Perrin Caroline, Bediang Georges, Randriambelonoro Mirana, Geissbuhler Antoine
HI5lab, Department of Radiology and Medical Informatics, Geneva University, Geneva, Switzerland.
Division of eHealth and Telemedicine, Geneva University Hospitals, Geneva, Switzerland.
Front Public Health. 2019 Jul 5;7:188. doi: 10.3389/fpubh.2019.00188. eCollection 2019.
The implementation of digital health technologies has increased globally, producing substantial amounts of information and knowledge. While there are still areas in digital health that are understudied, concurrently there is an exponential increase in published articles, guidelines, methods, projects, and experiences, many of which fail to reach critical mass (pilotitis). Semantically describing and documenting this implementation knowledge and the effectiveness of these tools will help to avoid the duplication of efforts, to reduce preventable implementation obstacles, and to assure that investments are targeted to the most important technological innovations. The RAFT annotation model, presented in this paper, enables to semantically describe all elements of various outputs and implementation projects that were developed, are used, or are part of the RAFT network. This model was initially developed to annotate various implementations and outputs of the RAFT network to facilitate knowledge documentation and sharing, and to be used as a proof of concept for the . The will be an interconnected knowledge system that enables the user to navigate on multiple dimensions through metadata annotated projects, people, and information, and can serve as base for consensus building, best practices and guidelines. The RAFT annotation model can be further developed to enable the annotation of outputs, implementations, people, initiatives, and projects of the digital health domain in general.

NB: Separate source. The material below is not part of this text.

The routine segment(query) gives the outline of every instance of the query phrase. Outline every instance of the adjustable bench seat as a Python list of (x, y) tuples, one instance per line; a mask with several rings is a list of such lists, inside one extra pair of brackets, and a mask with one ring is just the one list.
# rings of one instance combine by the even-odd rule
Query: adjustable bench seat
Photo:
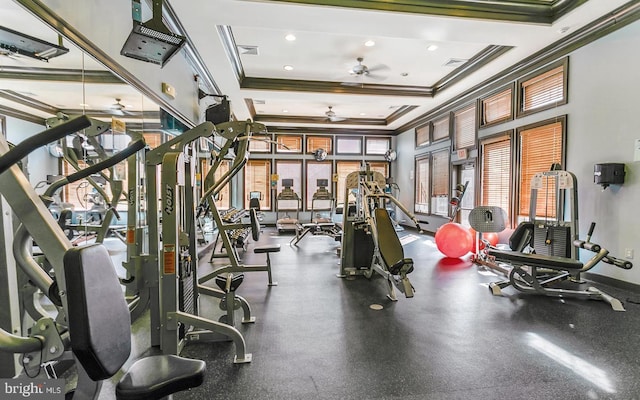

数字健康技术在全球范围内的应用日益广泛,产生了大量的信息和知识。虽然数字健康领域仍有一些方面研究不足,但与此同时,已发表的文章、指南、方法、项目和经验呈指数级增长,其中许多未能达到临界规模(试点项目病)。从语义上描述和记录这些实施知识以及这些工具的有效性,将有助于避免重复劳动,减少可预防的实施障碍,并确保投资针对最重要的技术创新。本文介绍的RAFT注释模型能够从语义上描述已开发、正在使用或属于RAFT网络一部分的各种产出和实施项目的所有要素。该模型最初是为注释RAFT网络的各种实施和产出而开发的,以促进知识记录和共享,并用作……的概念验证。……将是一个相互连接的知识系统,使用户能够通过元数据注释的项目、人员和信息在多个维度上进行导航,并可作为建立共识、最佳实践和指南的基础。RAFT注释模型可以进一步开发,以实现对数字健康领域一般的产出、实施、人员、倡议和项目的注释。